I am determined to eat healthier and lose weight.  Also, I had some leftover plain yogurt.   So here is one of the recipes I have tried yesterday.  It's light, fluffy, and moist.  Even though it was great fresh out of the oven last night, we liked it even better for breakfast, lightly toasted.  Because of its slightly sweet taste, it's good almost plain -- I loved it with just a little bit of orange marmalade.

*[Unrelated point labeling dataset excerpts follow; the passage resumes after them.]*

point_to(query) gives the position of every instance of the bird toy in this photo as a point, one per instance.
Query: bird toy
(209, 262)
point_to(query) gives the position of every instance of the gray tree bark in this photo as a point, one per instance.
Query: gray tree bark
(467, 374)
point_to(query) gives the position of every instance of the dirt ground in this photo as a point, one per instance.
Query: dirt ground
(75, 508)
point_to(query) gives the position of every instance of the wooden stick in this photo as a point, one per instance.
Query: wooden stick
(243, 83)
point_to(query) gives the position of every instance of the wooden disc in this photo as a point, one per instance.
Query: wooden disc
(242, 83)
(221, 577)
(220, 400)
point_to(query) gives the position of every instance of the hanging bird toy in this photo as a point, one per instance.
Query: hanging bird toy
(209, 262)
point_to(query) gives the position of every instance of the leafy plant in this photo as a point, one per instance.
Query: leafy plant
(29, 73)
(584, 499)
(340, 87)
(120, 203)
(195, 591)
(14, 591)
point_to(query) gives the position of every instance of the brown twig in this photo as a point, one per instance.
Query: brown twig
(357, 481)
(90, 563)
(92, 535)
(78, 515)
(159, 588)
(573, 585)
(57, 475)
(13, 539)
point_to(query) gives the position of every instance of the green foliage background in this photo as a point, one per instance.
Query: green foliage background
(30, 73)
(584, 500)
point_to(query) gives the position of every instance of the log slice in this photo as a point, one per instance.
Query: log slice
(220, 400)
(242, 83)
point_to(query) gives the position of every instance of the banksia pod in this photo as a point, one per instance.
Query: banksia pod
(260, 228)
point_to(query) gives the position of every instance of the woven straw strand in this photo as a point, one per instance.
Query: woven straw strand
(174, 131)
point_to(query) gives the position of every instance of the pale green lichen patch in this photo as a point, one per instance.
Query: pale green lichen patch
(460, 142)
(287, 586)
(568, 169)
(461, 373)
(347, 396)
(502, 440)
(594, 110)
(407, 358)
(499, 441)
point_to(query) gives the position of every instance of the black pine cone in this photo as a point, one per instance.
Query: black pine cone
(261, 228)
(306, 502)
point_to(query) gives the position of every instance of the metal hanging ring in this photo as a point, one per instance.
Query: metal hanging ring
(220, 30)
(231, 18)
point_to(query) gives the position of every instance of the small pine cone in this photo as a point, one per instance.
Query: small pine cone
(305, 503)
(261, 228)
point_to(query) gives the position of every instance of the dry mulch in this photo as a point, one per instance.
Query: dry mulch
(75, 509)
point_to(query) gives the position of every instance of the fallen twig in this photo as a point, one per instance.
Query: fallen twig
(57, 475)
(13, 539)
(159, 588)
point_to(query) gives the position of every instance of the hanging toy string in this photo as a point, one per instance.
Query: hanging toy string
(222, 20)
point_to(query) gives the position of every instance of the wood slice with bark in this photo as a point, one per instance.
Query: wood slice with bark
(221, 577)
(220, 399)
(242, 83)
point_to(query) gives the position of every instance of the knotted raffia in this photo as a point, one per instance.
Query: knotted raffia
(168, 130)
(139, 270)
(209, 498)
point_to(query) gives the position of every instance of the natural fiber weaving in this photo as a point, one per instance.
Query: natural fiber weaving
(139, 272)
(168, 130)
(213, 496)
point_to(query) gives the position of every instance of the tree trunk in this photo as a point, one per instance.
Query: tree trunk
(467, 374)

The original recipe is here.  Here is my modified recipe:

Servings:  25
2 WW PointsPlus per 1/4" slice; not sure about old WW pts

1 1/2 cups plain yogurt
1 1/2 tbsp olive oil
3 tbsp Aunt Jemima Butter Lite Syrup
1 1/2 cups whole wheat bread flour
2 1/4 cups white bread flour
2 tsp salt
3 tsp yeast

Add all ingredients to bread machine -- liquids first, yeast last.  Set on Dough.  When dough is ready, divide into two loaves and place into bread pans, lightly sprayed with non-stick spray.  You can, of course, make one large loaf, but I prefer smaller ones -- less time to bake and diet-friendly small slices. :)

Let rise for an hour in a warm draft-free area.  It's cool now so I boil some water in the microwave, slide in bread pans, and close the door (leaving the cup with water there, too).  Warm steam helps dough to rise.  It's especially important for whole wheat breads.

Preheat oven to 350 F and bake bread for approximately 30 minutes or until golden brown.  Lightly brush with butter or olive oil if you want soft crust.

The entire process takes less than five minutes but the aroma is heavenly.